We wanted to assess how this was organised across our trust and the outcomes, aiming to improve organisation of the service.
Methods Patients were identified via retrospective review of local NIV/COPD and critical care ICNARC databases. Xrays and reports were reviewed and eRecords interrogated for appointments, follow-up CXR and outcomes.
Results 102 patients were identified between December 2013 to January 2015, (mean age 69 and 56 female patients). Only 54 patients had the follow up CXR. 16 patients did not need local follow-up for a variety of reasons: co-morbidities; current malignant diagnosis; CXR clear pre-discharge or usual residence outside geographical area. 7 patients did not attend the organised follow up appointment. Ultimately, 25 patients had no follow up plans made.

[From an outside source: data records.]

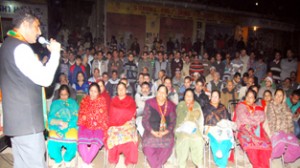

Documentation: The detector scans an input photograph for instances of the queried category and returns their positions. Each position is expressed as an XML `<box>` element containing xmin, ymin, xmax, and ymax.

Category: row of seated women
<box><xmin>48</xmin><ymin>81</ymin><xmax>300</xmax><ymax>168</ymax></box>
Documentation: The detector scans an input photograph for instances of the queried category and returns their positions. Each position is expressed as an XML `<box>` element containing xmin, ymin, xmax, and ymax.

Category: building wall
<box><xmin>106</xmin><ymin>13</ymin><xmax>146</xmax><ymax>50</ymax></box>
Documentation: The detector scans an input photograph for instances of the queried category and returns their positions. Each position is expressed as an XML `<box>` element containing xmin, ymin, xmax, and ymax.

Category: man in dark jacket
<box><xmin>194</xmin><ymin>79</ymin><xmax>209</xmax><ymax>110</ymax></box>
<box><xmin>0</xmin><ymin>8</ymin><xmax>61</xmax><ymax>168</ymax></box>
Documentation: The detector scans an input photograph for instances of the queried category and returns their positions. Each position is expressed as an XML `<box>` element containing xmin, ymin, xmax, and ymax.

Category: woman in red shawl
<box><xmin>236</xmin><ymin>89</ymin><xmax>272</xmax><ymax>168</ymax></box>
<box><xmin>98</xmin><ymin>80</ymin><xmax>111</xmax><ymax>111</ymax></box>
<box><xmin>77</xmin><ymin>83</ymin><xmax>108</xmax><ymax>167</ymax></box>
<box><xmin>107</xmin><ymin>82</ymin><xmax>138</xmax><ymax>167</ymax></box>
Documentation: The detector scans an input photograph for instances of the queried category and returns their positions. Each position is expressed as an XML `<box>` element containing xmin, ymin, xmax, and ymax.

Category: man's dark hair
<box><xmin>12</xmin><ymin>8</ymin><xmax>38</xmax><ymax>28</ymax></box>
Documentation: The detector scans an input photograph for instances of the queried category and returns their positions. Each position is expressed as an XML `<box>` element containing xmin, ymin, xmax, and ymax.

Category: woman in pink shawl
<box><xmin>267</xmin><ymin>89</ymin><xmax>300</xmax><ymax>163</ymax></box>
<box><xmin>236</xmin><ymin>89</ymin><xmax>272</xmax><ymax>168</ymax></box>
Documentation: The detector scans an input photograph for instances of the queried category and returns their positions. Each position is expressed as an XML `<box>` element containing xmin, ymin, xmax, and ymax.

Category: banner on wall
<box><xmin>0</xmin><ymin>1</ymin><xmax>48</xmax><ymax>37</ymax></box>
<box><xmin>107</xmin><ymin>1</ymin><xmax>236</xmax><ymax>24</ymax></box>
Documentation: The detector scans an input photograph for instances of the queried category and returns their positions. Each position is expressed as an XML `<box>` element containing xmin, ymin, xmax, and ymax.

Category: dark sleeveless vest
<box><xmin>0</xmin><ymin>37</ymin><xmax>44</xmax><ymax>136</ymax></box>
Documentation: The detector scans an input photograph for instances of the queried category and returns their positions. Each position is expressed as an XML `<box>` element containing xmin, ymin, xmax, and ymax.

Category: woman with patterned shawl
<box><xmin>267</xmin><ymin>89</ymin><xmax>300</xmax><ymax>163</ymax></box>
<box><xmin>48</xmin><ymin>85</ymin><xmax>78</xmax><ymax>168</ymax></box>
<box><xmin>175</xmin><ymin>89</ymin><xmax>205</xmax><ymax>168</ymax></box>
<box><xmin>107</xmin><ymin>82</ymin><xmax>138</xmax><ymax>167</ymax></box>
<box><xmin>203</xmin><ymin>90</ymin><xmax>234</xmax><ymax>167</ymax></box>
<box><xmin>142</xmin><ymin>85</ymin><xmax>176</xmax><ymax>168</ymax></box>
<box><xmin>234</xmin><ymin>89</ymin><xmax>272</xmax><ymax>168</ymax></box>
<box><xmin>77</xmin><ymin>83</ymin><xmax>108</xmax><ymax>167</ymax></box>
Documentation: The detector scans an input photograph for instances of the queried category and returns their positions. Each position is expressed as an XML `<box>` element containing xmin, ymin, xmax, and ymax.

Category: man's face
<box><xmin>20</xmin><ymin>19</ymin><xmax>42</xmax><ymax>44</ymax></box>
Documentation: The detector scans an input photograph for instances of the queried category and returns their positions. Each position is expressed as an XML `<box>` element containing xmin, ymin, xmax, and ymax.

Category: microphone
<box><xmin>38</xmin><ymin>36</ymin><xmax>65</xmax><ymax>51</ymax></box>
<box><xmin>38</xmin><ymin>36</ymin><xmax>50</xmax><ymax>45</ymax></box>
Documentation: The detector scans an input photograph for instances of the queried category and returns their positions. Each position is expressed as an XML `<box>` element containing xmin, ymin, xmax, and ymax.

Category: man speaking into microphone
<box><xmin>0</xmin><ymin>9</ymin><xmax>61</xmax><ymax>168</ymax></box>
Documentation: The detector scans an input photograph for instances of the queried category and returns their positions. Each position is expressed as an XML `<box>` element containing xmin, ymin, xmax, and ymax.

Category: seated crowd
<box><xmin>48</xmin><ymin>39</ymin><xmax>300</xmax><ymax>168</ymax></box>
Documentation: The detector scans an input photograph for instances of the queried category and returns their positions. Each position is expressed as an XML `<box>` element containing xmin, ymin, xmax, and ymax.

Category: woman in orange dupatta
<box><xmin>236</xmin><ymin>89</ymin><xmax>272</xmax><ymax>168</ymax></box>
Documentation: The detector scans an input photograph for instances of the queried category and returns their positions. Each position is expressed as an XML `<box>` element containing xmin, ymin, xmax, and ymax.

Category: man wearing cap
<box><xmin>257</xmin><ymin>76</ymin><xmax>275</xmax><ymax>98</ymax></box>
<box><xmin>205</xmin><ymin>66</ymin><xmax>216</xmax><ymax>83</ymax></box>
<box><xmin>0</xmin><ymin>8</ymin><xmax>61</xmax><ymax>168</ymax></box>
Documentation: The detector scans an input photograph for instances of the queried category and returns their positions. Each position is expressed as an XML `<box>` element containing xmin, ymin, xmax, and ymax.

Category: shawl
<box><xmin>204</xmin><ymin>103</ymin><xmax>230</xmax><ymax>126</ymax></box>
<box><xmin>267</xmin><ymin>101</ymin><xmax>294</xmax><ymax>136</ymax></box>
<box><xmin>234</xmin><ymin>101</ymin><xmax>265</xmax><ymax>129</ymax></box>
<box><xmin>142</xmin><ymin>98</ymin><xmax>176</xmax><ymax>148</ymax></box>
<box><xmin>48</xmin><ymin>98</ymin><xmax>78</xmax><ymax>139</ymax></box>
<box><xmin>100</xmin><ymin>90</ymin><xmax>111</xmax><ymax>111</ymax></box>
<box><xmin>175</xmin><ymin>101</ymin><xmax>204</xmax><ymax>139</ymax></box>
<box><xmin>109</xmin><ymin>96</ymin><xmax>136</xmax><ymax>126</ymax></box>
<box><xmin>236</xmin><ymin>101</ymin><xmax>272</xmax><ymax>151</ymax></box>
<box><xmin>78</xmin><ymin>96</ymin><xmax>108</xmax><ymax>132</ymax></box>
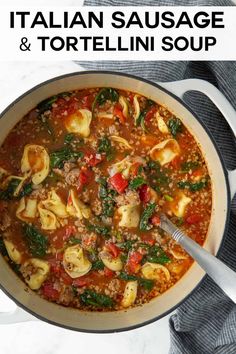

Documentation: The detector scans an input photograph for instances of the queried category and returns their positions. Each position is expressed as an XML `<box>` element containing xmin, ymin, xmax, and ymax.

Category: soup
<box><xmin>0</xmin><ymin>88</ymin><xmax>212</xmax><ymax>311</ymax></box>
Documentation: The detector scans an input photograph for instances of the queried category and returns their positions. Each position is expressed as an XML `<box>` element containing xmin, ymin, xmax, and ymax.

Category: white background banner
<box><xmin>0</xmin><ymin>6</ymin><xmax>236</xmax><ymax>61</ymax></box>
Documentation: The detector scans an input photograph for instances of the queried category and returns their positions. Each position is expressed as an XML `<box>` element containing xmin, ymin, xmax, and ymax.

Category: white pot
<box><xmin>0</xmin><ymin>71</ymin><xmax>236</xmax><ymax>333</ymax></box>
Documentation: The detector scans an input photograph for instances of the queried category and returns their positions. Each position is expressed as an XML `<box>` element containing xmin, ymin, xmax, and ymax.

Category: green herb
<box><xmin>118</xmin><ymin>240</ymin><xmax>136</xmax><ymax>252</ymax></box>
<box><xmin>98</xmin><ymin>136</ymin><xmax>114</xmax><ymax>161</ymax></box>
<box><xmin>98</xmin><ymin>178</ymin><xmax>116</xmax><ymax>217</ymax></box>
<box><xmin>139</xmin><ymin>203</ymin><xmax>156</xmax><ymax>231</ymax></box>
<box><xmin>23</xmin><ymin>224</ymin><xmax>48</xmax><ymax>257</ymax></box>
<box><xmin>64</xmin><ymin>133</ymin><xmax>75</xmax><ymax>144</ymax></box>
<box><xmin>86</xmin><ymin>223</ymin><xmax>111</xmax><ymax>238</ymax></box>
<box><xmin>18</xmin><ymin>182</ymin><xmax>33</xmax><ymax>199</ymax></box>
<box><xmin>50</xmin><ymin>147</ymin><xmax>84</xmax><ymax>168</ymax></box>
<box><xmin>177</xmin><ymin>179</ymin><xmax>208</xmax><ymax>192</ymax></box>
<box><xmin>119</xmin><ymin>272</ymin><xmax>154</xmax><ymax>291</ymax></box>
<box><xmin>129</xmin><ymin>176</ymin><xmax>147</xmax><ymax>189</ymax></box>
<box><xmin>168</xmin><ymin>118</ymin><xmax>183</xmax><ymax>138</ymax></box>
<box><xmin>71</xmin><ymin>285</ymin><xmax>78</xmax><ymax>296</ymax></box>
<box><xmin>80</xmin><ymin>289</ymin><xmax>114</xmax><ymax>307</ymax></box>
<box><xmin>92</xmin><ymin>87</ymin><xmax>119</xmax><ymax>114</ymax></box>
<box><xmin>68</xmin><ymin>236</ymin><xmax>81</xmax><ymax>245</ymax></box>
<box><xmin>0</xmin><ymin>236</ymin><xmax>8</xmax><ymax>257</ymax></box>
<box><xmin>180</xmin><ymin>161</ymin><xmax>199</xmax><ymax>173</ymax></box>
<box><xmin>146</xmin><ymin>161</ymin><xmax>170</xmax><ymax>188</ymax></box>
<box><xmin>92</xmin><ymin>259</ymin><xmax>104</xmax><ymax>270</ymax></box>
<box><xmin>145</xmin><ymin>246</ymin><xmax>170</xmax><ymax>264</ymax></box>
<box><xmin>164</xmin><ymin>194</ymin><xmax>174</xmax><ymax>202</ymax></box>
<box><xmin>0</xmin><ymin>178</ymin><xmax>20</xmax><ymax>200</ymax></box>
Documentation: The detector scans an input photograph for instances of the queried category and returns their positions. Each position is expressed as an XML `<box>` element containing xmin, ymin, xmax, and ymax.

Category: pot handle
<box><xmin>0</xmin><ymin>306</ymin><xmax>38</xmax><ymax>325</ymax></box>
<box><xmin>158</xmin><ymin>79</ymin><xmax>236</xmax><ymax>199</ymax></box>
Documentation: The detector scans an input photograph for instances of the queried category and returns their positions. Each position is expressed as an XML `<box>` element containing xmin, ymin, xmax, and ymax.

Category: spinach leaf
<box><xmin>167</xmin><ymin>118</ymin><xmax>183</xmax><ymax>138</ymax></box>
<box><xmin>68</xmin><ymin>236</ymin><xmax>81</xmax><ymax>245</ymax></box>
<box><xmin>129</xmin><ymin>176</ymin><xmax>147</xmax><ymax>189</ymax></box>
<box><xmin>86</xmin><ymin>223</ymin><xmax>111</xmax><ymax>238</ymax></box>
<box><xmin>180</xmin><ymin>161</ymin><xmax>200</xmax><ymax>172</ymax></box>
<box><xmin>139</xmin><ymin>203</ymin><xmax>156</xmax><ymax>231</ymax></box>
<box><xmin>80</xmin><ymin>289</ymin><xmax>114</xmax><ymax>307</ymax></box>
<box><xmin>177</xmin><ymin>179</ymin><xmax>208</xmax><ymax>192</ymax></box>
<box><xmin>98</xmin><ymin>178</ymin><xmax>116</xmax><ymax>217</ymax></box>
<box><xmin>118</xmin><ymin>240</ymin><xmax>136</xmax><ymax>252</ymax></box>
<box><xmin>18</xmin><ymin>182</ymin><xmax>33</xmax><ymax>199</ymax></box>
<box><xmin>50</xmin><ymin>146</ymin><xmax>84</xmax><ymax>168</ymax></box>
<box><xmin>119</xmin><ymin>272</ymin><xmax>154</xmax><ymax>291</ymax></box>
<box><xmin>145</xmin><ymin>246</ymin><xmax>170</xmax><ymax>264</ymax></box>
<box><xmin>92</xmin><ymin>259</ymin><xmax>104</xmax><ymax>270</ymax></box>
<box><xmin>98</xmin><ymin>136</ymin><xmax>115</xmax><ymax>161</ymax></box>
<box><xmin>92</xmin><ymin>87</ymin><xmax>119</xmax><ymax>114</ymax></box>
<box><xmin>64</xmin><ymin>133</ymin><xmax>75</xmax><ymax>144</ymax></box>
<box><xmin>23</xmin><ymin>224</ymin><xmax>48</xmax><ymax>257</ymax></box>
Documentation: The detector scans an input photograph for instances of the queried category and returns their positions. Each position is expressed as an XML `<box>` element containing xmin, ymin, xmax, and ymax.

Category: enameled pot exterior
<box><xmin>0</xmin><ymin>72</ymin><xmax>235</xmax><ymax>333</ymax></box>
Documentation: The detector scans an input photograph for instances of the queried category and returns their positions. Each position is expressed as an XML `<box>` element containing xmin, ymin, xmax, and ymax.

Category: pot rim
<box><xmin>0</xmin><ymin>70</ymin><xmax>231</xmax><ymax>334</ymax></box>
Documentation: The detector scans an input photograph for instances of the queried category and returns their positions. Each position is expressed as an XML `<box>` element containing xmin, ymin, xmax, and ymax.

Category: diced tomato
<box><xmin>139</xmin><ymin>184</ymin><xmax>151</xmax><ymax>203</ymax></box>
<box><xmin>130</xmin><ymin>162</ymin><xmax>142</xmax><ymax>176</ymax></box>
<box><xmin>113</xmin><ymin>103</ymin><xmax>126</xmax><ymax>124</ymax></box>
<box><xmin>106</xmin><ymin>242</ymin><xmax>120</xmax><ymax>258</ymax></box>
<box><xmin>41</xmin><ymin>282</ymin><xmax>60</xmax><ymax>301</ymax></box>
<box><xmin>60</xmin><ymin>268</ymin><xmax>73</xmax><ymax>285</ymax></box>
<box><xmin>72</xmin><ymin>277</ymin><xmax>91</xmax><ymax>288</ymax></box>
<box><xmin>109</xmin><ymin>172</ymin><xmax>129</xmax><ymax>194</ymax></box>
<box><xmin>150</xmin><ymin>214</ymin><xmax>161</xmax><ymax>226</ymax></box>
<box><xmin>77</xmin><ymin>166</ymin><xmax>93</xmax><ymax>192</ymax></box>
<box><xmin>104</xmin><ymin>267</ymin><xmax>114</xmax><ymax>278</ymax></box>
<box><xmin>145</xmin><ymin>106</ymin><xmax>157</xmax><ymax>122</ymax></box>
<box><xmin>127</xmin><ymin>251</ymin><xmax>143</xmax><ymax>273</ymax></box>
<box><xmin>186</xmin><ymin>214</ymin><xmax>202</xmax><ymax>225</ymax></box>
<box><xmin>84</xmin><ymin>152</ymin><xmax>103</xmax><ymax>167</ymax></box>
<box><xmin>64</xmin><ymin>225</ymin><xmax>77</xmax><ymax>240</ymax></box>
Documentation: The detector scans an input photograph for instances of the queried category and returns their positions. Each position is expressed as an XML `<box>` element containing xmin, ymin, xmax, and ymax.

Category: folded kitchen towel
<box><xmin>80</xmin><ymin>0</ymin><xmax>236</xmax><ymax>354</ymax></box>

The majority of follow-up CXR were organised by the hospital team (n = 53) compared to discharge correspondence instructions to GP to request a CXR (n = 14). The hospital requested CXR were significantly more likely to be undertaken, with 88% completed versus 57% from requests to GP (p < 0.05 Chi-square).
The majority of CXRs showed resolution of changes (n = 38/54), 3 patients had lung or pleural malignancy diagnosed, 2 patients are having on-going nodule follow-up and 1 patient had atypical mycobacterium diagnosed. 10 patients to date have incomplete resolution of their changes. These end-points were after 62 CXRs, 7 Ct scans, 2 bronchoscopies and 1 pleural biopsy.
Conclusion There is room for improvement within our trust to improve this parameter for CAP patients. This would be best fulfilled by automatic request at time of discharge follow CAP.
The follow up clearly requires increasing amounts of work and administration. How does the NHS keep up with guideline requirements and clinical outcomes in the ageing population?
The finding of 5.5% (3/54) new malignancy shows the importance of follow-up and is higher than published reports.